Effective Services and Value for Money

In this page:

  • One of the key criteria for judging whether to change how we are governed is whether doing so would improve public services.
  • At the same time, most people do not want to pay more taxes. So thinking about efficient provision of services also matters.
  • There are also important questions relating to how the money to pay for local services is raised.

Most people want local councils and other government bodies to provide high quality public services. But most people also don’t want to have to pay too much tax to pay for these services.

That means we are concerned not just about the effectiveness of services, but also about their efficiency: whether they represent good value for money.

Thinking about effective services

Most people care about the quality of public services.

There may be different aspects to that quality. For example, there could be a trade-off between having a small number of large hospitals that can provide high-quality specialist care and a larger number of small hospitals offering more local, generalist care.

Effectiveness can be influenced by many things that the assemblies are unlikely to focus on, such as the quality and number of staff and equipment.

But two features of local governing structures that can influence effectiveness will be particularly important for the discussions in the assemblies:

One of these is the scale on which services are provided:

  • Working across a larger area might promote more effective services – for example, there might be cases where good services rely on experienced experts. If services are provided in a very local area, some issues might come up too rarely for the people responsible for responding to develop relevant experience.
  • But in other cases it might be more important to tailor services to local needs and wishes.
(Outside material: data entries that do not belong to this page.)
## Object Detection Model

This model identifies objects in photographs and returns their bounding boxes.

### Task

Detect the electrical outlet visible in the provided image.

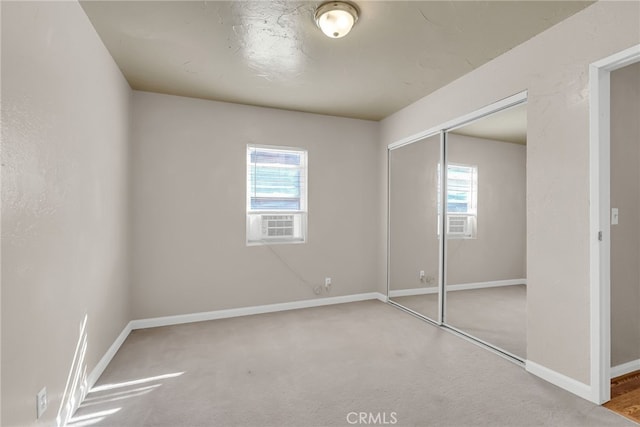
[36,387,49,419]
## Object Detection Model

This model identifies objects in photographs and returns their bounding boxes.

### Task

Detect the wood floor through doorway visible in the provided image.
[604,371,640,423]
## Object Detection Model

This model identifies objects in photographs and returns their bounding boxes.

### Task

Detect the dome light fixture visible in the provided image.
[315,1,358,39]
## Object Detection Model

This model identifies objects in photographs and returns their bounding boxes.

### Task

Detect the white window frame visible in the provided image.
[246,144,308,246]
[436,163,478,239]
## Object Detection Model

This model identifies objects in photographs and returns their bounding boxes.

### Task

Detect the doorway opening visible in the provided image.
[589,45,640,404]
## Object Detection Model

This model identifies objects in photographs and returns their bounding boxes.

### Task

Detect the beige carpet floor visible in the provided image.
[393,285,527,359]
[69,301,634,427]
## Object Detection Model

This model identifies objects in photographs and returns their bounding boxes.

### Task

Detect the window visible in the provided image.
[438,163,478,239]
[247,145,307,245]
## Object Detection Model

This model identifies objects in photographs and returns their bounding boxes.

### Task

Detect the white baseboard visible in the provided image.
[389,279,527,298]
[389,286,438,298]
[611,359,640,378]
[525,360,597,403]
[131,292,387,329]
[80,292,387,416]
[83,322,132,392]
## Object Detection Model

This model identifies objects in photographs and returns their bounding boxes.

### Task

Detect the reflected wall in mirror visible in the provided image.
[444,104,526,360]
[388,134,441,322]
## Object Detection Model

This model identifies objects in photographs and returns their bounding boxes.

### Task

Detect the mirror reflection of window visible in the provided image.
[437,163,478,239]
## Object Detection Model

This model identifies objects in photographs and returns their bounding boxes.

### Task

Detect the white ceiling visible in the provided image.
[81,0,593,120]
[451,104,527,145]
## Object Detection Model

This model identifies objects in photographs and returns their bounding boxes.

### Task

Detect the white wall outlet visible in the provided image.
[36,387,49,419]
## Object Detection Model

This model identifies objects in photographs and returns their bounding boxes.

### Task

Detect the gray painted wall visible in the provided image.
[131,92,382,318]
[1,2,131,426]
[611,63,640,366]
[380,1,640,384]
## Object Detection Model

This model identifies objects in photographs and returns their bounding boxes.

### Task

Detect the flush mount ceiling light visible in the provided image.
[315,1,358,39]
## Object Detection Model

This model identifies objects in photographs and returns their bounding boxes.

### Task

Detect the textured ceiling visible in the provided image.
[451,104,527,145]
[81,0,592,120]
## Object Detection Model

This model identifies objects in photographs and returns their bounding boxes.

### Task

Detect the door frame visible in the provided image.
[589,44,640,404]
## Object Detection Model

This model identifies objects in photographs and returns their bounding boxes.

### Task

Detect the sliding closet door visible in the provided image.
[388,134,441,323]
[444,105,526,359]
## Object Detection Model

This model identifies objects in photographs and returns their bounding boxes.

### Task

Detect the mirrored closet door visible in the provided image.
[388,133,442,323]
[444,104,526,359]
[388,98,527,361]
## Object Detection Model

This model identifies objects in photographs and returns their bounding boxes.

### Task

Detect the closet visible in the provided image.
[388,94,526,362]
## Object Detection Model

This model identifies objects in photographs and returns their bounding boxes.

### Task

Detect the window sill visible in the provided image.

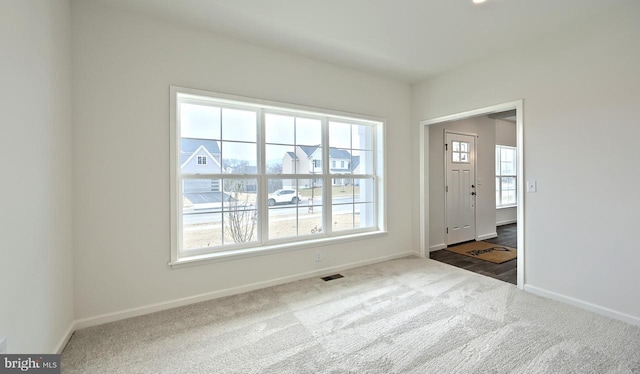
[169,231,387,269]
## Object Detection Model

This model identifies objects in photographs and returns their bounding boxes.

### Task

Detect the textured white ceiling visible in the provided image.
[82,0,637,82]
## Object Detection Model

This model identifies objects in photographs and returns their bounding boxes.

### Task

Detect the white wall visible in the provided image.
[495,119,518,226]
[72,1,415,319]
[0,0,73,353]
[413,2,640,324]
[429,116,496,250]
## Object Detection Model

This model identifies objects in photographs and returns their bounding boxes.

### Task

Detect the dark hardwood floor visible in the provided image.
[430,223,518,284]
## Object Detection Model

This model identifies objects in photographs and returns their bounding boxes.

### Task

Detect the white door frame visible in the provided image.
[419,99,525,289]
[442,129,478,246]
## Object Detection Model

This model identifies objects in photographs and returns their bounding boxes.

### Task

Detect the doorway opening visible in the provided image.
[420,100,525,289]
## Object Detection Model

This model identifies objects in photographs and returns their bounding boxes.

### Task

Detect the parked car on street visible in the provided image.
[267,189,301,206]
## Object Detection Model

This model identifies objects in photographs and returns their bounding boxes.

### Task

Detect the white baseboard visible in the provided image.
[53,322,76,354]
[72,251,419,330]
[496,218,518,226]
[476,232,498,241]
[524,284,640,326]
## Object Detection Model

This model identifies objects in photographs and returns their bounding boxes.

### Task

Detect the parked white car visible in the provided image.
[267,189,301,206]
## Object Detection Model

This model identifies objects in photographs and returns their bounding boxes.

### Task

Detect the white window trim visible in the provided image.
[495,144,520,209]
[169,86,387,268]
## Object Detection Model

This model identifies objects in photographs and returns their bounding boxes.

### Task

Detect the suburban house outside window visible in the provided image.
[496,145,518,208]
[171,87,385,264]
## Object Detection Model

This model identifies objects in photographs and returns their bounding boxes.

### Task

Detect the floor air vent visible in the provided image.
[320,274,344,282]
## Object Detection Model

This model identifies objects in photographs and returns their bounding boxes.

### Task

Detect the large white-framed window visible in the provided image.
[170,86,385,265]
[496,145,518,208]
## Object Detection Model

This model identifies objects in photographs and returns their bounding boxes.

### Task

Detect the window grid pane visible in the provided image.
[175,94,381,257]
[496,145,518,207]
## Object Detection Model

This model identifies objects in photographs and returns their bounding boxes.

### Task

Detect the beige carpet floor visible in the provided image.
[62,258,640,373]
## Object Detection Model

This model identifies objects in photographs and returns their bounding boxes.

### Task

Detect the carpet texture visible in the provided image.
[445,241,518,264]
[62,258,640,373]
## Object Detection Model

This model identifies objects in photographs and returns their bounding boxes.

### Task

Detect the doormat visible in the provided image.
[445,242,518,264]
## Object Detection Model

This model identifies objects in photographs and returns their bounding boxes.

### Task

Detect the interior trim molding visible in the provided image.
[53,321,76,354]
[524,284,640,326]
[72,251,419,330]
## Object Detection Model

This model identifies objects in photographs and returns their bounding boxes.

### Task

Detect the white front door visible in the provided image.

The second feature is the degree to which service provision is unified in one body or spread out across many.

  • There are many cases where outcomes are likely to be better if several services run by different bodies are connected together.
  • That applies, for example, to health and social care, to the various educational, health, and social services that engage with families in trouble, and to the different bodies that can help prevent re-offending.
  • Creating structures where such services are coordinated by a single organisation may therefore be important.
  • That raises big questions for the assemblies. If it would be desirable, for example, to integrate health and social care, would that mean that health and social care should be coordinated by the same organisation? If so, should health move from unelected bodies (as now under the NHS system) to elected bodies, or should social care be transferred away from elected councils (as now) to unelected bodies?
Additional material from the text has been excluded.